Although thousands and tens of thousands are resting on the Rock laid in Zion, it is able to bear the weight of countless millions more, and can never by any possibility be overburdened. Those, however, who would build on it, must do so in the way pointed out in the Scripture, or it will not avail them. It was by means of the tenons (Hebrew “hands”) that the boards took hold of, and rested on the silver bases. Faith is the hand by means of which sinners lay hold of and rest on the Redeemer. Remember that the boards required to be not merely on, but in their respective sockets, or they would not have been upheld. In like manner sinners, in order to be saved, must not only be on, but in the spiritual foundation. Unless they are by faith rooted in Christ Jesus, as the boards by their tenons were rooted in the ransom money, they cannot stand. (W. Brown.)

Bars.--

The bars

The bars were all overlaid with gold. One of the bars passed through the centre of the boards from end to end; holes being made, no doubt for that purpose. Thus the boards became one solid wall. But that they might be more firmly united, each board had four gold rings fastened to it, and through these rings the other four bars were passed.

1. There was a sevenfold bond of union. The five bars, the silver sockets, and the corner boards.
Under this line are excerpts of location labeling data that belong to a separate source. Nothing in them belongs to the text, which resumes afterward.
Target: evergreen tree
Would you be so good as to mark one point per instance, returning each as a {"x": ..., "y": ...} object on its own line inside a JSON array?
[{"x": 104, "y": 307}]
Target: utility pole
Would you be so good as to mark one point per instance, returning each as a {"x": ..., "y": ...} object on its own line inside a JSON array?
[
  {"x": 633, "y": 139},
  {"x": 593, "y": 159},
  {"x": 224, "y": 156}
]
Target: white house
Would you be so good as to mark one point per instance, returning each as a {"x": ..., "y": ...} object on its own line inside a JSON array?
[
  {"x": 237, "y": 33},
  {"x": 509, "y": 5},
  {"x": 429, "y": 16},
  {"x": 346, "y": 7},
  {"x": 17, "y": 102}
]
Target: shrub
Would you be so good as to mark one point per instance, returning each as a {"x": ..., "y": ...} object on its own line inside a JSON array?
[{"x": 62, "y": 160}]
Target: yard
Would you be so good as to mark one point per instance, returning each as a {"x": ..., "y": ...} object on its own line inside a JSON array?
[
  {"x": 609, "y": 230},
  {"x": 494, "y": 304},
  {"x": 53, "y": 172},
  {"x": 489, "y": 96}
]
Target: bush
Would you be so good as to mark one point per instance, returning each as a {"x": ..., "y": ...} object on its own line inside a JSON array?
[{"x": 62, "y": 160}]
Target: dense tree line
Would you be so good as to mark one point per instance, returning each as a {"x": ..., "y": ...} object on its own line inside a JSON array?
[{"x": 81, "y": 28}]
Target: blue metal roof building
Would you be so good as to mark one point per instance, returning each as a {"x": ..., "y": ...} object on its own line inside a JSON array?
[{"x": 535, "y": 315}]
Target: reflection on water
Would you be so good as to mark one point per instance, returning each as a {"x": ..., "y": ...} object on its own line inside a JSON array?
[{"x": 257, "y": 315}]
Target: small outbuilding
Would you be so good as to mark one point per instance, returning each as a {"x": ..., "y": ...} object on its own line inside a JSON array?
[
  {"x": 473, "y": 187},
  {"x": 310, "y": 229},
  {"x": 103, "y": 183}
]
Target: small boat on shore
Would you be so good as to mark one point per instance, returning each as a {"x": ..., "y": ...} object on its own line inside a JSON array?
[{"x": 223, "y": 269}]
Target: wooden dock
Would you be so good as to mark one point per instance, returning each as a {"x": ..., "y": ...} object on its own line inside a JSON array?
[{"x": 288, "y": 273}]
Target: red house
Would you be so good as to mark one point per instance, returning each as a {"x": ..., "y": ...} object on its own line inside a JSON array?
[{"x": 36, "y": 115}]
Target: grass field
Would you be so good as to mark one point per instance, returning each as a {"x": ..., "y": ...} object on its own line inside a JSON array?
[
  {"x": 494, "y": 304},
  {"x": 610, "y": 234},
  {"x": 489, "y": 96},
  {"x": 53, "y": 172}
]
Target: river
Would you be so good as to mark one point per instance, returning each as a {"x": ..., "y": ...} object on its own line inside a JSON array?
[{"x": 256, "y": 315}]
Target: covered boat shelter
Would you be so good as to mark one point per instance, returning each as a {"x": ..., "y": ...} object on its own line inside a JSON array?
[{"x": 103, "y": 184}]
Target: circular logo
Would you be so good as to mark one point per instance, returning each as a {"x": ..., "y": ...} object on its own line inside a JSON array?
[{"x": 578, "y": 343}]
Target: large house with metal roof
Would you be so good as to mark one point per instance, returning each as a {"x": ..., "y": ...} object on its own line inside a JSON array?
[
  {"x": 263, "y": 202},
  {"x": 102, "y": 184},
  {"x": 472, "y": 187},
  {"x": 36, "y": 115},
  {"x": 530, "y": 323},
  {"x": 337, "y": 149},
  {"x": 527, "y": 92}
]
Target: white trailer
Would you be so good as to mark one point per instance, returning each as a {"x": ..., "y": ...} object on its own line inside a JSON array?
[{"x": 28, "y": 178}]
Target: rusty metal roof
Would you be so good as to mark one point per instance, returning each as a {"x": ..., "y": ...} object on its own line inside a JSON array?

Paul gives us the gospel meaning of this in his Epistle to the Ephesians (Ephesians 4:4).

2. The centre bar which passed through the boards from one end to the other, was a lively type of the indwelling of the Godhead in all believers. All the Three Persons of the Trinity are spoken of as dwelling in the renewed heart. “Christ in you the hope of glory.” “Jesus answered and said unto him, if a man love Me, he will keep My words; and My Father will love him, and We will come unto him, and make Our abode with him.” “What! know ye not that your body is the temple of the Holy Ghost which is in you, which ye have of God, and ye are not your own.” What a glorious bond of union is this! Christians of all denominations are one here; for without the love of the Father, the grace of the Son, and power of the Holy Ghost, no man can be a Christian.

3. These bars remind us of the encircling arms of love and mercy. “Underneath are the everlasting arms.” “As the mountains are round about Jerusalem, so the Lord is round about His people from henceforth even for ever.” All Christians are one in the Divine protection. “All His saints are in thy hand.”

4. All Christians are one in love to God.

5. Another bond of union is reverence for the Word of God. Christians may differ in their interpretations of the Word. All may not have the same measure of wisdom to understand its mysteries; but all Christians are one in their esteem and love for the grand old Book! Is it not the one revelation of the Divine will? (R. E. Sears.)